N23 Burnout among European IBD specialists – a survey supported by ECCO
Sánta, A.(1)*;Volosin, M.(2);Farkas, K.(1);Keresztes, C.(3);Rafael , B.(4);Molnár, T.(1);
(1)Albert Szent-Györgyi Medical School- University of Szeged, Department of Medicine, Szeged, Hungary;(2)University of Szeged, Institute of Psychology, Szeged, Hungary;(3)Albert Szent-Györgyi Medical School- University of Szeged, Department for Medical Communication and Translation Studies, Szeged, Hungary;(4)Albert Szent-Györgyi Medical School- University of Szeged, Department of Preventive Medicine, Szeged, Hungary;
The aim of the study was to measure the level of burnout and the factors influencing it, as well as to analyse the personal and professional risk factors among European IBD professionals.

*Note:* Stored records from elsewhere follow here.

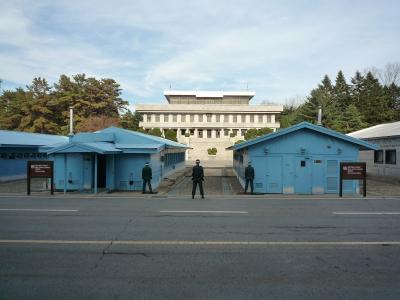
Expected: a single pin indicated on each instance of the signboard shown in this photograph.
(40, 169)
(353, 171)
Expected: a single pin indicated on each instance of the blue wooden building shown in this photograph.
(302, 159)
(16, 148)
(112, 159)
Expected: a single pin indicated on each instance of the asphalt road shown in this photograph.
(179, 248)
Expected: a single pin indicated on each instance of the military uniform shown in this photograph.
(197, 177)
(147, 176)
(249, 176)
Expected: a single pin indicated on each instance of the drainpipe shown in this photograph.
(71, 122)
(319, 122)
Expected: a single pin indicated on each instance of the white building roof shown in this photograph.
(209, 94)
(378, 131)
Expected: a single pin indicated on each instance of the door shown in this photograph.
(303, 180)
(274, 175)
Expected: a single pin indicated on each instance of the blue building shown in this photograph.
(302, 159)
(16, 148)
(112, 159)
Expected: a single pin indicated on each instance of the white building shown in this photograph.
(384, 162)
(207, 119)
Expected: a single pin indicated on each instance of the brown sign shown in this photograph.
(40, 169)
(352, 170)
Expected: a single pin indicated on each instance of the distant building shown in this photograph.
(206, 119)
(385, 161)
(301, 159)
(16, 148)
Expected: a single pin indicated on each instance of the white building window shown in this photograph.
(390, 157)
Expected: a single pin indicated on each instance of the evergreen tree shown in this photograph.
(351, 120)
(131, 120)
(392, 93)
(373, 102)
(170, 135)
(37, 109)
(341, 92)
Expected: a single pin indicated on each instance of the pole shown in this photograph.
(95, 173)
(52, 177)
(341, 182)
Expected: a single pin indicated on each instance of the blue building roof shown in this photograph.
(114, 140)
(363, 145)
(27, 139)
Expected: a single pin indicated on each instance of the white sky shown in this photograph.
(280, 49)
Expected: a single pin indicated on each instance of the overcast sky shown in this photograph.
(280, 49)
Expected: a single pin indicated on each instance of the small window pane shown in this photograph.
(378, 156)
(390, 157)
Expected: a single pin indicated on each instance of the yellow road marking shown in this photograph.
(200, 243)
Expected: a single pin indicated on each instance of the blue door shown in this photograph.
(274, 174)
(303, 180)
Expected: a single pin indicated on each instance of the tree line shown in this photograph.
(371, 98)
(44, 108)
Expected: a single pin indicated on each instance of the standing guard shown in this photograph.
(198, 178)
(147, 176)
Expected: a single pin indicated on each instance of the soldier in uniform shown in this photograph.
(249, 176)
(197, 177)
(147, 176)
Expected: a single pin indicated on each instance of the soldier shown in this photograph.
(249, 176)
(197, 177)
(146, 176)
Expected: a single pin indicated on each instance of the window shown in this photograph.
(390, 157)
(378, 156)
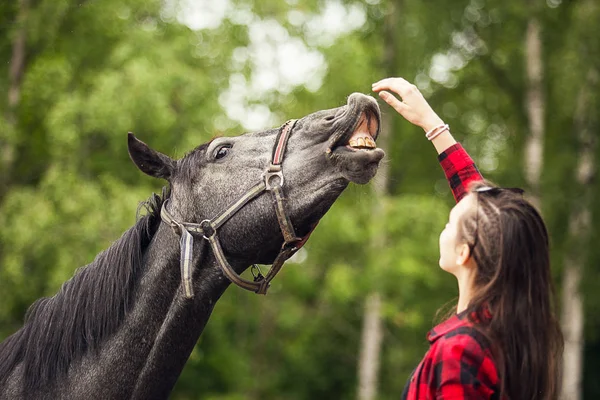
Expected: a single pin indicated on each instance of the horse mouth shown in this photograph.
(362, 121)
(353, 147)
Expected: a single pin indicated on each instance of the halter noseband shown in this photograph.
(272, 182)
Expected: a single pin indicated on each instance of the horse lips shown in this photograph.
(361, 138)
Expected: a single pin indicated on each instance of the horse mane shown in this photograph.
(87, 309)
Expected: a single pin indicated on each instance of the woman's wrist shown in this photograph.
(431, 123)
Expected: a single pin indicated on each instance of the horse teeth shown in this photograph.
(362, 142)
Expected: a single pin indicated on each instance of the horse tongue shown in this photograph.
(361, 137)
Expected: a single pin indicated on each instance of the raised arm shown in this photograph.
(459, 168)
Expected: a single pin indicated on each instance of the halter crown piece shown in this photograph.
(272, 181)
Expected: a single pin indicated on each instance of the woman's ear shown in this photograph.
(463, 254)
(149, 161)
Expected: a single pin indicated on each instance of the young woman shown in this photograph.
(504, 341)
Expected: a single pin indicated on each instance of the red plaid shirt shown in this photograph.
(459, 362)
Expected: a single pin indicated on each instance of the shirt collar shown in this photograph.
(448, 325)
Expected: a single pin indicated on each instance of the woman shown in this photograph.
(504, 340)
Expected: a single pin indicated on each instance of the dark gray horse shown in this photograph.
(124, 326)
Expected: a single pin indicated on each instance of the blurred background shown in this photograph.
(518, 82)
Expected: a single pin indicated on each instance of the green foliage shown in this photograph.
(95, 70)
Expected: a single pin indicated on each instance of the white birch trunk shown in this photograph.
(16, 69)
(534, 145)
(372, 330)
(579, 230)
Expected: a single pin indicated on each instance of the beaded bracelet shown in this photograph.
(438, 130)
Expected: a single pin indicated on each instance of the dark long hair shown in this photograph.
(88, 308)
(513, 301)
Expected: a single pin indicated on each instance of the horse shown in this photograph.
(123, 326)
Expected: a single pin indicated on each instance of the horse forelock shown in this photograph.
(87, 309)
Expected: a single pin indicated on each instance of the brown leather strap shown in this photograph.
(273, 182)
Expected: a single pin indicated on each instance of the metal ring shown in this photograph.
(269, 175)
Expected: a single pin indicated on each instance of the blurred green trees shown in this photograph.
(93, 70)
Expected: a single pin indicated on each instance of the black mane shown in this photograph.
(88, 308)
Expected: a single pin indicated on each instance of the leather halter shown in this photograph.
(272, 181)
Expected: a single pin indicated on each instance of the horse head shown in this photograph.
(325, 151)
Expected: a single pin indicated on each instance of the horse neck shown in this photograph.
(146, 356)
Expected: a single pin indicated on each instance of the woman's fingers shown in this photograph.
(398, 85)
(393, 101)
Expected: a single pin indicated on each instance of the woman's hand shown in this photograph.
(413, 106)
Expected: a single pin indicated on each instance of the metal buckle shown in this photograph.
(256, 273)
(207, 229)
(269, 174)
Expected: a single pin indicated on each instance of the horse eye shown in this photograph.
(222, 151)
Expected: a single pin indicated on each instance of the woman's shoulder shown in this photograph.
(459, 336)
(461, 357)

102 respondents (56.9% male, average age 48 (SD:10.6)) completed the questionnaire, which consisted of four different psychological constructs (burnout, depression, somatization and well-being), as well as sociodemographic, health-related and work-related factors.

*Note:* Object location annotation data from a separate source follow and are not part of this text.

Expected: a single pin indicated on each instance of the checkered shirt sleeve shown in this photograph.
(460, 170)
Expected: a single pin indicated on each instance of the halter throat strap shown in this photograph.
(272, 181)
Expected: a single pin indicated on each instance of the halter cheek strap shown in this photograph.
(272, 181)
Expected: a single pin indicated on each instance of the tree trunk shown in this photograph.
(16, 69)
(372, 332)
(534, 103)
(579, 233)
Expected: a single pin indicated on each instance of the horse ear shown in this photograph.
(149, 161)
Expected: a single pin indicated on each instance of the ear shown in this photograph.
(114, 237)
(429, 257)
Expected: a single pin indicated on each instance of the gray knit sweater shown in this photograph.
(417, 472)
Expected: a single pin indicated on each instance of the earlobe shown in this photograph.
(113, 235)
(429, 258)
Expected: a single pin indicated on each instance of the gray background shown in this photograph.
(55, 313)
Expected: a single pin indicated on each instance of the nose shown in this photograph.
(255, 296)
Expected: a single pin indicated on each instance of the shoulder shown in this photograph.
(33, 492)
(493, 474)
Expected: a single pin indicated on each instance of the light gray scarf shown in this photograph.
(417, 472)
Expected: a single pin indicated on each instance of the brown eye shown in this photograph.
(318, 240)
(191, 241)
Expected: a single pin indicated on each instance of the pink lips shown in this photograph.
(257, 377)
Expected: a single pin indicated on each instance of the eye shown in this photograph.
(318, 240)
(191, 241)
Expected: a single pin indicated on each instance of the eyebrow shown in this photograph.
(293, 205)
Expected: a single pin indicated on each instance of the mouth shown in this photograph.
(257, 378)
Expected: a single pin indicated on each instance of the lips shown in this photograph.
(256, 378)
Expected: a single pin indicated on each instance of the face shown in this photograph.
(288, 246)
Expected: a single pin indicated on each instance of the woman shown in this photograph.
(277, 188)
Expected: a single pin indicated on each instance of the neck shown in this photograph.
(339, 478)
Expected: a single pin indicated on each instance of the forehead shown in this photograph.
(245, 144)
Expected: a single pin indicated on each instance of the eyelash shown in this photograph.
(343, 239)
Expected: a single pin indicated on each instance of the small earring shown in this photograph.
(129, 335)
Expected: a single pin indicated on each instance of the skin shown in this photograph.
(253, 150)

In our study, 47.1% of IBD professionals showed burnout. For all three factors of burnout combined, 17.6% of participants scored at least in the moderate range. The highest rate of burnout factors was depersonalization (medium 48%; high 47.1%). 33.3% of the respondents reported decreased personal performance and 5.9% showed moderate emotional exhaustion. Depression, somatization and well-being correlated with emotional exhaustion and depersonalization, but only depression correlated with personal accomplishment. Emotional exhaustion correlated with age, physical activity and time spent in health care as an IBD specialists. Regression analysis showed that depression is the most important factor explaining both personal accomplishment (β=0.4599; p=0.006) and depersonalization (β=0.5692; p< .001). Among the work factors, endoscopic access and dedicated IBD outpatient unit had a negative effect on burnout. The opportunity to participate in multidisciplinary meetings was proved to be a clear anti-burnout factor.
The pilot study tends to draw the attention to the importance of burnout among IBD professionals in Europe, particularly in relation to depersonalization. Further studies may help uncover the role of underlying factors and provide a basis for international support and prevention programs.